Groups belonging to the Pan-Amazon Ecclesial Network (REPAM), the primary organizer of the Vatican synod, have received millions of dollars in grants from the U.S.-based Ford Foundation, Mr. Pentin reported Thursday, despite Pope Francis’ declaration that the Church refuses to accept “dirty money.”

“A missionary council for indigenous peoples run by the Brazilian bishops’ conference has received almost $2 million from the pro-abortion Ford Foundation since 2006,” Pentin said, citing Brazilian investigator Bernardo Küster, who provided an itemized list of the grants taken from the Ford Foundation’s grants database.

Mr. Pentin asked the head of the Missionary Council for Indigenous Peoples (CIMI), Archbishop Roque Paloschi of Porto Velho, Brazil, about the funding at Thursday’s press briefing at the Vatican and the archbishop did not deny.

The Ford Foundation is known for its consistent support for abortion rights and has also been a vocal advocate of gender ideology and LGBT activism.

Since 2010, CIMI has received $739,269 from the Ford Foundation, Pentin reported. Some of the funds were spent on “Natural Resources and Climate Change” along with “Urban and rural land management” and “Civil and human rights,” CIMI says on its website.

For its part, a local branch of CIMI, the Indigenous Council of Roraima, received $1,164,906 from the Ford Foundation from 2006 until 2018, Pentin wrote.

CIMI itself was founded by Erwin Kräutler, emeritus bishop of Xingu, Brazil, who is an advocate for women’s ordination as well as for ordaining married men in the Amazon to address the priest shortage.

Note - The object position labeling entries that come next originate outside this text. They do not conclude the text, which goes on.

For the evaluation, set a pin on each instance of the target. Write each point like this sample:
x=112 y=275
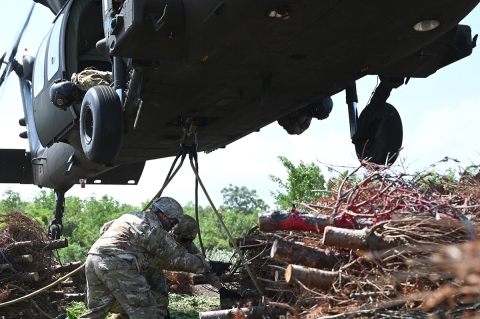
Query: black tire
x=101 y=124
x=385 y=138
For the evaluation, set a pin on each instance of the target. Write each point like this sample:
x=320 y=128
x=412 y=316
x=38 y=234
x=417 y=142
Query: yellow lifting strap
x=191 y=151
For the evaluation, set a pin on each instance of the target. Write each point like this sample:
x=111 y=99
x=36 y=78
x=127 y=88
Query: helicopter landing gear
x=385 y=136
x=101 y=124
x=378 y=133
x=55 y=228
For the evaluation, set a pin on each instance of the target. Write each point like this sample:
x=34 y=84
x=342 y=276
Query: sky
x=440 y=114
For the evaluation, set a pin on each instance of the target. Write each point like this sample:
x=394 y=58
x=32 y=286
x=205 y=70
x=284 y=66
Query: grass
x=181 y=306
x=188 y=307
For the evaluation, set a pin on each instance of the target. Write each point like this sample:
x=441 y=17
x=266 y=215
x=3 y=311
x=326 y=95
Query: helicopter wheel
x=386 y=136
x=101 y=124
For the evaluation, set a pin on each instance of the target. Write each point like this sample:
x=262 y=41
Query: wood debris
x=388 y=245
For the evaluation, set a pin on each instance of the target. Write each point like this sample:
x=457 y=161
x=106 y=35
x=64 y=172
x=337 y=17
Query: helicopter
x=222 y=69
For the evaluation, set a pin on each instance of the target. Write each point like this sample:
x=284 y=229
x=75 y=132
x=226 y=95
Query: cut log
x=67 y=267
x=303 y=255
x=22 y=259
x=74 y=297
x=250 y=312
x=4 y=267
x=22 y=244
x=310 y=277
x=272 y=221
x=362 y=239
x=56 y=244
x=243 y=303
x=28 y=276
x=55 y=295
x=67 y=283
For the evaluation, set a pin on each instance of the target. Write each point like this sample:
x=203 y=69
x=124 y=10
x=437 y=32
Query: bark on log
x=28 y=276
x=303 y=255
x=22 y=244
x=67 y=267
x=244 y=303
x=251 y=313
x=201 y=280
x=56 y=244
x=75 y=297
x=22 y=259
x=272 y=221
x=362 y=239
x=67 y=283
x=310 y=277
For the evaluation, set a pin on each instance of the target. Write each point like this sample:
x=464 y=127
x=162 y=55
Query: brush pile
x=27 y=264
x=385 y=245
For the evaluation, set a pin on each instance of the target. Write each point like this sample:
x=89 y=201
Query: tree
x=12 y=201
x=213 y=234
x=242 y=200
x=301 y=182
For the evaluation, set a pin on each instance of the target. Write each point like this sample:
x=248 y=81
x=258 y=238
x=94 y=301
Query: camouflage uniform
x=186 y=228
x=118 y=258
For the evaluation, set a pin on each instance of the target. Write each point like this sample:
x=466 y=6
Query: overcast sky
x=440 y=114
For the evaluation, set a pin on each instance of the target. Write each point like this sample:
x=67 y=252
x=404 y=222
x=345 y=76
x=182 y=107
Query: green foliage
x=180 y=307
x=241 y=200
x=213 y=234
x=302 y=180
x=75 y=310
x=188 y=307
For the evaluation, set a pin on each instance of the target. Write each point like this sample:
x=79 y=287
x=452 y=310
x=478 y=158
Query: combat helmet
x=170 y=207
x=186 y=230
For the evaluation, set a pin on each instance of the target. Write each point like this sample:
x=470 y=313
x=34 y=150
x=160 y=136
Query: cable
x=8 y=263
x=32 y=301
x=239 y=252
x=196 y=212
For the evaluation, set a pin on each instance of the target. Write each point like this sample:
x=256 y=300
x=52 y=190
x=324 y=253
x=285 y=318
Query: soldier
x=184 y=232
x=116 y=261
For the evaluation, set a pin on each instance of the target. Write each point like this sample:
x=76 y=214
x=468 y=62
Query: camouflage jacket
x=211 y=277
x=141 y=234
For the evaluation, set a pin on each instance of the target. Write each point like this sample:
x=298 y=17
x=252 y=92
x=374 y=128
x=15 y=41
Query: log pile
x=28 y=264
x=387 y=245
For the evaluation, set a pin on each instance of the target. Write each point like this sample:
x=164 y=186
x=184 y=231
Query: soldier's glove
x=229 y=294
x=219 y=268
x=391 y=82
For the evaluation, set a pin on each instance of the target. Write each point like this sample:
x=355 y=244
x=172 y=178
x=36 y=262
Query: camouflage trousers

Yet CIMI was not the only synod organization accepting the Ford Foundation’s dirty money, Pentin said. Two other groups that work closely with REPAM have also received funding from the Ford Foundation, namely, the Coordinating Body for the Indigenous People’ Organizations of the Amazon Basin (COICA) and the Coordinating Body of Indigenous Organizations of the Brazilian Amazon (COIAB)

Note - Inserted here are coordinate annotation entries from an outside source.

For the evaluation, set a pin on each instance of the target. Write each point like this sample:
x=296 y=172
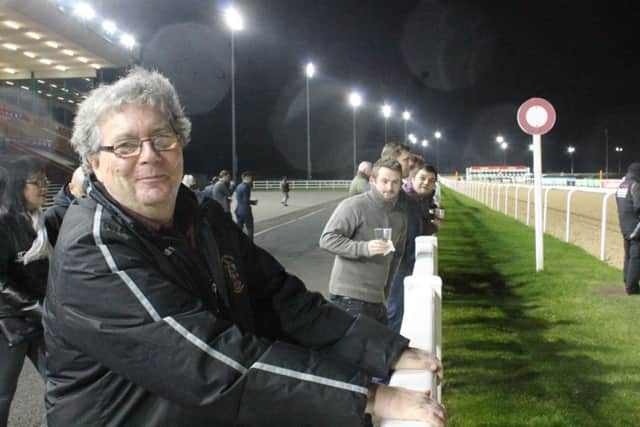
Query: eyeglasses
x=41 y=182
x=131 y=147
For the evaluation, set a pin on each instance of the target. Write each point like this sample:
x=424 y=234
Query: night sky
x=462 y=67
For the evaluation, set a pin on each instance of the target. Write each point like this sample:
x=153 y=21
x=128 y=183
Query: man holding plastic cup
x=365 y=263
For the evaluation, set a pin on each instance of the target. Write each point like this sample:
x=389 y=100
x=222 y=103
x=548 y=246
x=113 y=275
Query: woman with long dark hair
x=24 y=263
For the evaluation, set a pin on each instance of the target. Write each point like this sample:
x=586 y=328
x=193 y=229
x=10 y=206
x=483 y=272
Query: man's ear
x=95 y=164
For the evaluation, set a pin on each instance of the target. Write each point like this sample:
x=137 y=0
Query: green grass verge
x=555 y=348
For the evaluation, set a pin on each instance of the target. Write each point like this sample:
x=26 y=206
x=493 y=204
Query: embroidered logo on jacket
x=232 y=271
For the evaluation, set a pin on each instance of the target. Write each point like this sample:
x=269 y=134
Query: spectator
x=360 y=183
x=24 y=262
x=244 y=214
x=162 y=312
x=399 y=152
x=221 y=191
x=69 y=192
x=628 y=201
x=421 y=221
x=362 y=269
x=190 y=182
x=284 y=189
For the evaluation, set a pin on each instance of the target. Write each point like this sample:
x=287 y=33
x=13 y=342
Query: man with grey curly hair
x=161 y=312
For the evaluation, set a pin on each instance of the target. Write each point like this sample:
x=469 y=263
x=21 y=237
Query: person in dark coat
x=69 y=192
x=284 y=189
x=628 y=202
x=161 y=312
x=24 y=261
x=421 y=221
x=243 y=211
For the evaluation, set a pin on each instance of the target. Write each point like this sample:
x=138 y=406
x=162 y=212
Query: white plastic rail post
x=506 y=199
x=568 y=225
x=421 y=323
x=603 y=228
x=529 y=204
x=515 y=203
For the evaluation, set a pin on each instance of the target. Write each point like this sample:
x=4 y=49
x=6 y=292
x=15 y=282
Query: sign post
x=536 y=117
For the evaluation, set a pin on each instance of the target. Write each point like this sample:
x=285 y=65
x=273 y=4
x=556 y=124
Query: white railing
x=303 y=185
x=486 y=193
x=421 y=323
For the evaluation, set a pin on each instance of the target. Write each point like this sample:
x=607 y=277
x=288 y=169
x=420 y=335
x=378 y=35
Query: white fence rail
x=304 y=185
x=598 y=201
x=422 y=322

From 2007 to 2018, COICA received $4,097,535, reports show, while, COIAB has received $1,623,443 in roughly the same period, from 2010 to 2018.

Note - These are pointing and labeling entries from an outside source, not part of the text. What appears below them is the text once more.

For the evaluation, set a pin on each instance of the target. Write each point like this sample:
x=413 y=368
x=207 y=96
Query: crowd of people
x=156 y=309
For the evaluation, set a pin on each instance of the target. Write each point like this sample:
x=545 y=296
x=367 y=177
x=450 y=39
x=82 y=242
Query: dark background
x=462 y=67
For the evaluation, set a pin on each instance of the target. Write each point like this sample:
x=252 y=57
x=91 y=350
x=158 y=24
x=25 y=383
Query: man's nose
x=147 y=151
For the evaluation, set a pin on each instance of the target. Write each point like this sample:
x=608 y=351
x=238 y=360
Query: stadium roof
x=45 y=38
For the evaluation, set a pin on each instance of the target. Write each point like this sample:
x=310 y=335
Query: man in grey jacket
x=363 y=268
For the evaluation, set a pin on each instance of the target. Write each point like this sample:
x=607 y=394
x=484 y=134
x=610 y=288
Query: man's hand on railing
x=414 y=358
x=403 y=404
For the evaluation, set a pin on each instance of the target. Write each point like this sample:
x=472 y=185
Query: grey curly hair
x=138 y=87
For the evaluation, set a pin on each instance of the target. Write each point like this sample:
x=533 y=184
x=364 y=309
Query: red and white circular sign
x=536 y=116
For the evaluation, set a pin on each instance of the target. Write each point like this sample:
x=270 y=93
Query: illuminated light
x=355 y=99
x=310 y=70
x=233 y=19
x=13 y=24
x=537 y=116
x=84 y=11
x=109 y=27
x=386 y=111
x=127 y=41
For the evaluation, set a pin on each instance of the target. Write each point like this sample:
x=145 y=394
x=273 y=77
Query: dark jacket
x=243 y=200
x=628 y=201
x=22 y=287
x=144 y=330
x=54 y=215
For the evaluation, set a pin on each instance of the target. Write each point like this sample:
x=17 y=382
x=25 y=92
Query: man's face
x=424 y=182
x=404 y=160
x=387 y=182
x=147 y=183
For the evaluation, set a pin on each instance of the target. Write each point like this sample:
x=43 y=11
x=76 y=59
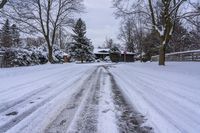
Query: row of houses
x=102 y=54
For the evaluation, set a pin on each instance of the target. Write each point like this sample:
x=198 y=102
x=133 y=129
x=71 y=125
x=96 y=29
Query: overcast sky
x=100 y=21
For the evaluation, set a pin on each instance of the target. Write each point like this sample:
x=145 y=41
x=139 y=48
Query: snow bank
x=168 y=96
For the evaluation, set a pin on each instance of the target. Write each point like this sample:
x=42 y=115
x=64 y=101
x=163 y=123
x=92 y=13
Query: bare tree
x=163 y=19
x=2 y=3
x=43 y=16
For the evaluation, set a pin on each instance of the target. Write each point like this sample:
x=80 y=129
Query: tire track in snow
x=72 y=110
x=129 y=119
x=14 y=120
x=85 y=118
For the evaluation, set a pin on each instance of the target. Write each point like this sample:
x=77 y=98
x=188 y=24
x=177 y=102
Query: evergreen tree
x=81 y=48
x=6 y=38
x=15 y=35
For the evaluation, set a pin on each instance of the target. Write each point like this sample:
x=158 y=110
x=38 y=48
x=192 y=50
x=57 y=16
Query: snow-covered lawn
x=168 y=96
x=50 y=98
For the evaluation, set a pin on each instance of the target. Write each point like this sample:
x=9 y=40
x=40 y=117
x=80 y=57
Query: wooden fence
x=193 y=55
x=1 y=58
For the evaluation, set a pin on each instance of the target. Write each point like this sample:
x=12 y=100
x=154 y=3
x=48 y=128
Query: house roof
x=106 y=51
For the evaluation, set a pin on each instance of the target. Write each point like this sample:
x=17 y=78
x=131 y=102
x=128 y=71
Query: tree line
x=51 y=20
x=153 y=27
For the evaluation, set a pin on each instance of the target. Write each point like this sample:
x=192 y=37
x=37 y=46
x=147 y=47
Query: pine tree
x=81 y=48
x=6 y=37
x=15 y=35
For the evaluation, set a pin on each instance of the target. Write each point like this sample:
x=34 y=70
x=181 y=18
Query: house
x=1 y=58
x=124 y=56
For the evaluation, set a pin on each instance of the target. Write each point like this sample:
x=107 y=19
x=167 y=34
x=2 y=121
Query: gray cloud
x=100 y=21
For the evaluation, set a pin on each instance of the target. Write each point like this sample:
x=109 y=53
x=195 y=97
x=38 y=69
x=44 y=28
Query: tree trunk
x=50 y=54
x=162 y=55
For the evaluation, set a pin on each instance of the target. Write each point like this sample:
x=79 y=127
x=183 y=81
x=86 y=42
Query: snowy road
x=69 y=98
x=101 y=98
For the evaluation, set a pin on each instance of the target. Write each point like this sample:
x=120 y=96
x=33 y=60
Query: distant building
x=124 y=57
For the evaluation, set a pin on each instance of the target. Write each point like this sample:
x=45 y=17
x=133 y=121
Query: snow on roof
x=106 y=51
x=182 y=52
x=1 y=52
x=65 y=54
x=101 y=50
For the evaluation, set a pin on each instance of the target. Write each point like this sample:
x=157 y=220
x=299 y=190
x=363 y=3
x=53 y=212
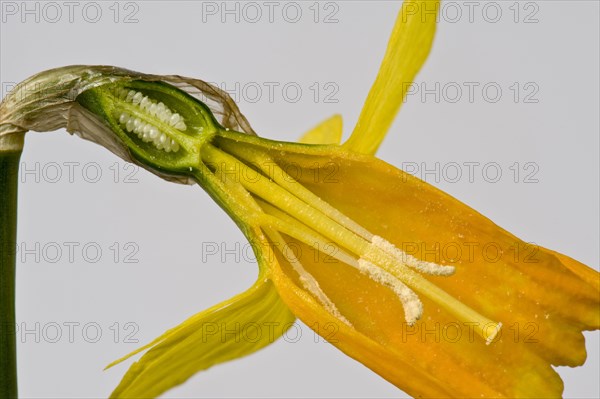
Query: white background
x=558 y=135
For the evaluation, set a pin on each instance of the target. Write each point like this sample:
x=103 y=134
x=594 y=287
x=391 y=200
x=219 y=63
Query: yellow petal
x=327 y=132
x=543 y=302
x=229 y=330
x=407 y=50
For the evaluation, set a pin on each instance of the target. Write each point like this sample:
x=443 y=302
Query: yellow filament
x=320 y=221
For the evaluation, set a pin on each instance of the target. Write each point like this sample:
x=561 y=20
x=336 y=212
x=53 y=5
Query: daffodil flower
x=341 y=237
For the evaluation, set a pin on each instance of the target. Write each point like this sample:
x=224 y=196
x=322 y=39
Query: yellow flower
x=342 y=239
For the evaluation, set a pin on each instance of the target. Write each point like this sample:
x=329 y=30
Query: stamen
x=413 y=307
x=409 y=260
x=281 y=177
x=308 y=281
x=309 y=217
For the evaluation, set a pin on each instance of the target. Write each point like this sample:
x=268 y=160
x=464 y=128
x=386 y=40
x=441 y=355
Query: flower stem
x=10 y=153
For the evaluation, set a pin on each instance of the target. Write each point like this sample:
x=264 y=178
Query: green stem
x=10 y=153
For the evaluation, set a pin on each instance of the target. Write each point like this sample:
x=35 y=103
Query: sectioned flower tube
x=463 y=325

In 2016, Pope Francis publicly refused a donation from the Argentinean government in the amount of over $1 million destined for the Scholas Occurrentes Pontifical Foundation, an organization commissioned by Francis when he was archbishop of Buenos Aires to promote social integration and a “culture of encounter.”

At the time, Francis explained to the leaders of Scholas Occurrentes that the Argentinean government has to meet many needs of the people, “but you have no right to ask them a penny. God always provides for us by divine providence.”

Not long before, Francis insisted in a General Audience that the People of God have no need of “dirty money” and that the Church would not accept funds from those who exploit people.

Raising his voice in evident irritation, the Pope said that “some benefactors of the Church come forward with their donation — ‘take this for the Church’ — but this offering is the fruit of the blood of so many exploited, mistreated, enslaved, underpaid people!”

“I will say to these people, ‘Please, take back your check, burn it!’” he said.

Pope Francis has compared abortion to hiring a hit man to “take out” a child, proposing that the abortion mentality mirrors that of the mafia.